Later this month, Transmeta will announce the results of an internal evaluation of its business model that could signal the company's gradual exit from microprocessor sales.
Transmeta warned investors last August in a filing with the U.S. Securities and Exchange Commission (SEC) that if it continued to lose money, the company would have to consider licensing its low-power technologies as its primary business activity. Last week the company said it now definitely plans to increase its licensing activities, and that it would "complete a critical evaluation of the economics of its current business model of designing, developing and selling x86-compatible microprocessor products."
The company has already signed licensing deals with NEC Electronics and Fujitsu for its LongRun2 power management technology. LongRun2 allows a processor to adjust both clock speed and voltage thousands of times a second in order to control power consumption depending on the processor's workload.
In addition to specific technologies like LongRun2, Transmeta is now considering licensing the designs of its microprocessor cores, similar to the business models of Arm and MIPS Technologies.
"We're looking at almost everything," said Greg Rose, Transmeta's director of marketing, in an interview at the Consumer Electronics Show in Las Vegas. The company has not said anything yet about the future of its microprocessor business, but it is very interested in expanding its licensing business, he said.
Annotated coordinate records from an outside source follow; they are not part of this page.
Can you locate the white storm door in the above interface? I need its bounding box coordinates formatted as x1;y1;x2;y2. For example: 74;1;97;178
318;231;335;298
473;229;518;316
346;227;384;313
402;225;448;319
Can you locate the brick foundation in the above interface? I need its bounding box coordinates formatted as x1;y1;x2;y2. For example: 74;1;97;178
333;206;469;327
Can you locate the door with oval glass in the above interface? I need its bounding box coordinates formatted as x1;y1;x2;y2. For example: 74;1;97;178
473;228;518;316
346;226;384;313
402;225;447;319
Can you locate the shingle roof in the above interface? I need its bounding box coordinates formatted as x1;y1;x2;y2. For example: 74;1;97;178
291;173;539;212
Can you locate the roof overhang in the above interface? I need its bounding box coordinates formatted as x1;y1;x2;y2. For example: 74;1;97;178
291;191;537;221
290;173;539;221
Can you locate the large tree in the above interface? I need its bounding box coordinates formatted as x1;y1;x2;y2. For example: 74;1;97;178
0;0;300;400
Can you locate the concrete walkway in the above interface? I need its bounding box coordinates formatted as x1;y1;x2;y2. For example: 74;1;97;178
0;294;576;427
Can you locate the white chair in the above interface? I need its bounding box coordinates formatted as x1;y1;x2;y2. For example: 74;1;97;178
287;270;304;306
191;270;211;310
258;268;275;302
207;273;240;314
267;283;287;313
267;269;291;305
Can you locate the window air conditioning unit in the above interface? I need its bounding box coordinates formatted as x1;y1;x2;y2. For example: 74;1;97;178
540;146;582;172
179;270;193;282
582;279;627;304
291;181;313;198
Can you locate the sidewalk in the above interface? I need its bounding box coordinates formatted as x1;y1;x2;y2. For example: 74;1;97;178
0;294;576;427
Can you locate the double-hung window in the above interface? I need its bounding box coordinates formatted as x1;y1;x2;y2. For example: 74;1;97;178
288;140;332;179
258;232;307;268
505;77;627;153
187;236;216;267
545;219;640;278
Moving to an intellectual-property business model is much less expensive than trying to sell processors, Rose said. Transmeta does not own and operate its own chip manufacturing plants, which is extremely expensive, but there are still significant testing and distribution costs that could be avoided if the company no longer sold chips, he said.
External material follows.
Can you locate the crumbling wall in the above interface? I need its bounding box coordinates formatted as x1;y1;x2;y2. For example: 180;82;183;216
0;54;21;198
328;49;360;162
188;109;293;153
Transmeta entered the processor business 2000 with a low-power chip designed for ultraportable notebooks. The chip, known as Crusoe, consumed much less power than other notebook processors of the era but was unable to duplicate the performance of other chips.
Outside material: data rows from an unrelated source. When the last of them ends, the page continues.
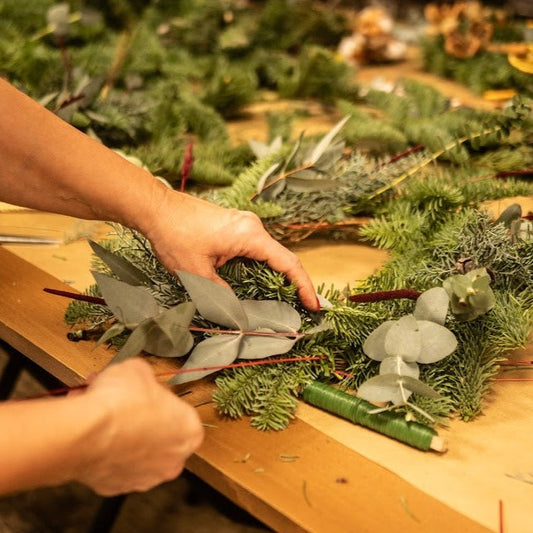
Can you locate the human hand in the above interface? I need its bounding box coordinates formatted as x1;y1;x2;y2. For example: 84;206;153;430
76;358;204;496
140;188;319;311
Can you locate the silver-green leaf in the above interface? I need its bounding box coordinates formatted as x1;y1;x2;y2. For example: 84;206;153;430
92;272;161;327
238;335;297;359
168;335;243;385
413;287;450;326
308;116;350;165
241;300;302;332
176;270;248;330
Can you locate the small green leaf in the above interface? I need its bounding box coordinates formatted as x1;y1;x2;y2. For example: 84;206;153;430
176;270;248;330
92;272;161;327
285;176;339;193
282;132;304;172
110;318;157;364
144;302;196;357
314;141;345;172
96;322;126;346
308;116;350;165
417;320;457;364
400;376;441;399
379;357;420;378
238;335;297;359
241;300;302;332
363;320;396;361
256;163;279;194
168;335;243;385
357;374;411;405
494;204;522;227
89;240;150;285
413;287;450;326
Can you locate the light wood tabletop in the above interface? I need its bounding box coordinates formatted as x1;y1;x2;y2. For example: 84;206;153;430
0;205;533;533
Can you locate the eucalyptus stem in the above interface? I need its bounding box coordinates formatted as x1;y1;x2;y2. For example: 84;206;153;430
303;381;447;452
367;126;502;200
250;163;313;201
100;26;135;100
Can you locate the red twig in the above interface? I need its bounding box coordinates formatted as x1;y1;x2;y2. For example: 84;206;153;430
43;288;106;305
348;289;422;303
180;142;194;192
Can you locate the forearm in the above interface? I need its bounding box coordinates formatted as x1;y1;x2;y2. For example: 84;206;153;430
0;79;166;233
0;396;107;494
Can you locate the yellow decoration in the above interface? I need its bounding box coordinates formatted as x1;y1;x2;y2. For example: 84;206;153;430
507;44;533;74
Crusoe used a VLIW (very long instruction word) architecture, and needed code-morphing software to allow that technology to work with the x86 architecture used by processors from Intel and Advanced Micro Devices as well as Microsoft's Windows operating system.
This software-based architecture dramatically reduced the amount of power consumed by the chip because moved much of the processing from transistors to software. However, software can not match the performance of a transistor. Early reviews were unkind, and Crusoe's acceptance was further hampered in 2001 by manufacturing problems.
The company's latest processor, known as Efficeon, offers much better performance than Crusoe with the same power-friendly characteristics. However, Intel has since cornered the notebook market with the Pentium M processor, also designed for low power consumption.
Since its initial public offering in 2000, Transmeta has lost a total of US$591 million trying to get its processors accepted by the PC industry, as of its second-quarter SEC filing. The company continued to lose money in the third quarter of 2004, but licensing deals now account for over 50 percent of the company's revenue.
Transmeta will hold a conference call on January 21st to discuss the results of its evaluation, Rose said.